Sinopse: Eleanor & Park é engraçado, triste, sarcástico, sincero e, acima de tudo, geek. Os personagens que dão título ao livro são dois jovens vizinhos de dezesseis anos. Park, descendente de coreanos e apaixonado por música e quadrinhos, não chega exatamente a ser popular, mas consegue não ser incomodado pelos colegas de escola. Eleanor, ruiva, sempre vestida com roupas estranhas e “grande” (ela pensa em si própria como gorda), é a filha mais velha de uma problemática família. Os dois se encontram no ônibus escolar todos os dias. Apesar de uma certa relutância no início, começam a conversar, enquanto dividem os quadrinhos de X-Men e Watchmen. E nem a tiração de sarro dos amigos e a desaprovação da família impede que Eleanor e Park se apaixonem, ao som de The Cure e Smiths. Esta é uma história sobre o primeiro amor, sobre como ele é invariavelmente intenso e quase sempre fadado a quebrar corações. Um amor que faz você se sentir desesperado e esperançoso ao mesmo tempo.

Atribuí: 4

Eleanor&Park de passa em 1986, tem várias referências da tv, cinema, livros e principalmente musicas dos anos 60, 70 e 80. Adoro livros em que a história se passa antes da era tecnológica, sem celular e computador, era tudo muito mais complicado e ao mesmo tempo, simples.

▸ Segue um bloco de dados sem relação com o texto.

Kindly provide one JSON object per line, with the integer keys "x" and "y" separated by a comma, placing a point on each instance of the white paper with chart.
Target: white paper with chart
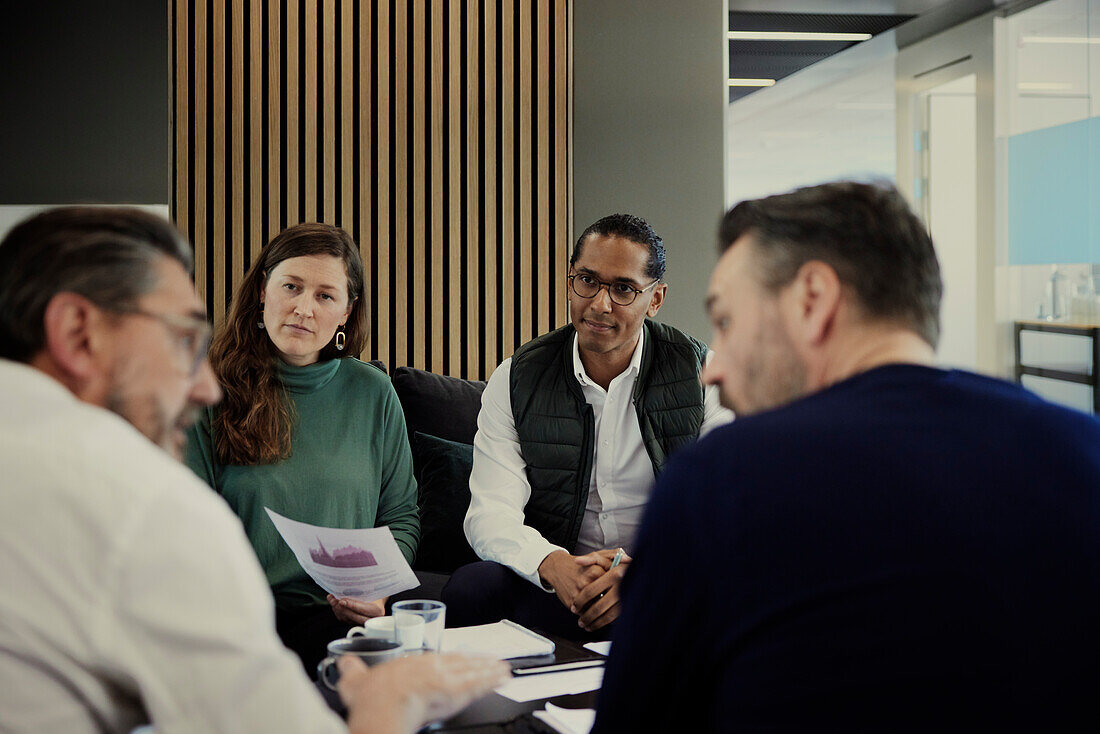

O livro me capturou na primeira página. Não sei como eles conseguiram esse feito, mas fiquei tão curiosa que não conseguia parar.
Logo de cara o que acontece no livro é um falso desinteresse de um personagem pelo outro e a minha vontade de que isso mudasse era tanta que ficava gritando mentalmente “-VAI, FAZ ALGUMA COISA”. Mas o ritmo do livro foi perfeito, mantendo paralelamente o link entre o romance, o bullying e a violência doméstica. Cheguei a imaginar e desejar que alguém o transformasse num filme, queria absorver o máximo possível da essência desse livro e dos dois personagens que, pela primeira vez, eu gostei por igual e não mais de um que de outro.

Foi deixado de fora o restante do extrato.